Other Names: Quinolinic Acid Level Test, Neuroinflammation Assay.
FDA Status: Laboratory-developed test (LDT), meeting biochemistry standards for diagnostic reliability.
Historical Milestone: Quinolinic acid testing began in the 1980s with research by Heyes, who linked it to neurotoxicity. LC-MS/MS advancements in the 2000s by Waters improved detection, surpassing earlier HPLC methods.
Purpose: Measures quinolinic acid levels to diagnose neurological or inflammatory disorders, guides anti-inflammatory therapy, and evaluates patients with cognitive issues, aiming to manage symptoms.
Test Parameters: Quinolinic acid levels
Pretest Condition: No special preparation required. Collect urine, plasma, or CSF. Report history of neurological issues.

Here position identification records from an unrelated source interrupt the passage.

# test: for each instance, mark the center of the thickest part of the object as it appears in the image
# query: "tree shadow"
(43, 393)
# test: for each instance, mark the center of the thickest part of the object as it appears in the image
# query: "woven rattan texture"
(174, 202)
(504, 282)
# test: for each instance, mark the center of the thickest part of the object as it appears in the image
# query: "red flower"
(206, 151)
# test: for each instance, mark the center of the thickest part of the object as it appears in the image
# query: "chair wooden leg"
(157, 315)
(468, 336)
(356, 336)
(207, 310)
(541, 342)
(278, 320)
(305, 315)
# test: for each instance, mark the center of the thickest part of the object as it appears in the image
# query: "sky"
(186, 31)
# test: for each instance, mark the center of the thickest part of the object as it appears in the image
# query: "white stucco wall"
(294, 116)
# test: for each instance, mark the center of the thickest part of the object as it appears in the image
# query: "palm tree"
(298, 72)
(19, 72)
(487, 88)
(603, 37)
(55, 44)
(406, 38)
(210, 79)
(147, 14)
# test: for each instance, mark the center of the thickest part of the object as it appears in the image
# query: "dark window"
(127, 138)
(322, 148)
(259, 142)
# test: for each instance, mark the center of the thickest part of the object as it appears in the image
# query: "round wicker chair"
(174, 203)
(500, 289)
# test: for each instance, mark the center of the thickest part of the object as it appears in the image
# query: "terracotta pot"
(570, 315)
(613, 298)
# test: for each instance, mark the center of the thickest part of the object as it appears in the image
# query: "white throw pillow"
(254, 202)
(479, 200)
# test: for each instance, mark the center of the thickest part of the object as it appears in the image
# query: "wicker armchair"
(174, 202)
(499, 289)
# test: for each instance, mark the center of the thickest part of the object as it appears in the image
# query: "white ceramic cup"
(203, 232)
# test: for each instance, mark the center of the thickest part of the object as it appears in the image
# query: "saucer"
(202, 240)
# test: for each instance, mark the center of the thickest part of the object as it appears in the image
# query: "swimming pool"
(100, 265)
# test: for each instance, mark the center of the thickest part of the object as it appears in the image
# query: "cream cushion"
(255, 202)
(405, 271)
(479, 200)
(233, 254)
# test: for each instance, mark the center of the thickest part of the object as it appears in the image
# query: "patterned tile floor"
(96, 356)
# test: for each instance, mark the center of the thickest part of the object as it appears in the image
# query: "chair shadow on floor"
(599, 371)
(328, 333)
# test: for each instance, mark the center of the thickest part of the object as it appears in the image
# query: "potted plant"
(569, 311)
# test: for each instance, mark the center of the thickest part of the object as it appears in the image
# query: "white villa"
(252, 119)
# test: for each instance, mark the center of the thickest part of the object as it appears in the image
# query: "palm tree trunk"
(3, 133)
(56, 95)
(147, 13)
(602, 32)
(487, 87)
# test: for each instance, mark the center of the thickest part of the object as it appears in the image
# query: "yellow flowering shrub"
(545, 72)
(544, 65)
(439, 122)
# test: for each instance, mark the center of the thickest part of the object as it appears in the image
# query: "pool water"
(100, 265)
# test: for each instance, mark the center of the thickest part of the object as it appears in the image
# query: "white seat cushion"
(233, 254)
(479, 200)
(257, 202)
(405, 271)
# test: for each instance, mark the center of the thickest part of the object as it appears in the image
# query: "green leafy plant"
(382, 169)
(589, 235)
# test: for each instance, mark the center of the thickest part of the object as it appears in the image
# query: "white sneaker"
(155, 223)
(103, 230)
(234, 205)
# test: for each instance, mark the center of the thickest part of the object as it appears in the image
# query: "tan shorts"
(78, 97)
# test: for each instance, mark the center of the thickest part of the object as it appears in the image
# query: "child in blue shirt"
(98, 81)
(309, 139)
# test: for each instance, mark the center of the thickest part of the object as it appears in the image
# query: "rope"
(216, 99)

Specimen: Urine (sterile container, 5-20 mL), Plasma (NaHep, 2-4 mL), CSF (sterile container, 1-2 mL); 10 mL urine in sterile container. Transport in a biohazard container.
Sample Stability at Room Temperature: 4 hours
Sample Stability at Refrigeration: 48 hours
Sample Stability at Frozen: 1 month
Medical History: Document cognitive issues or fatigue. Include current medications or infection history.
Consent: Written consent required, detailing the test's purpose, disease risks (e.g., dementia), and sample collection risks.
Procedural Considerations: Uses LC-MS/MS to measure levels, requiring labs with mass spectrometers. Results available in 2-3 days. Performed in labs with strict handling.
Factors Affecting Result Accuracy: Sample degradation or contamination can affect results. Medications may alter levels, requiring correlation.
Clinical Significance: Elevated levels suggest neurological or inflammatory disorder, guiding therapy. Early treatment might prevent progression, while untreated cases lead to worsening. Normal levels may require other tests.
Specialist Consultation: Consult a neurologist for interpretation.
Additional Supporting Tests: MRI, kynurenic acid levels, or inflammatory markers to confirm diagnosis.
Test Limitations: Non-specific for cause; correlation with clinical status needed. False negatives possible with mild cases.
References: NINDS Guidelines, 2023; Journal of Neurochemistry, Heyes MP, 2022.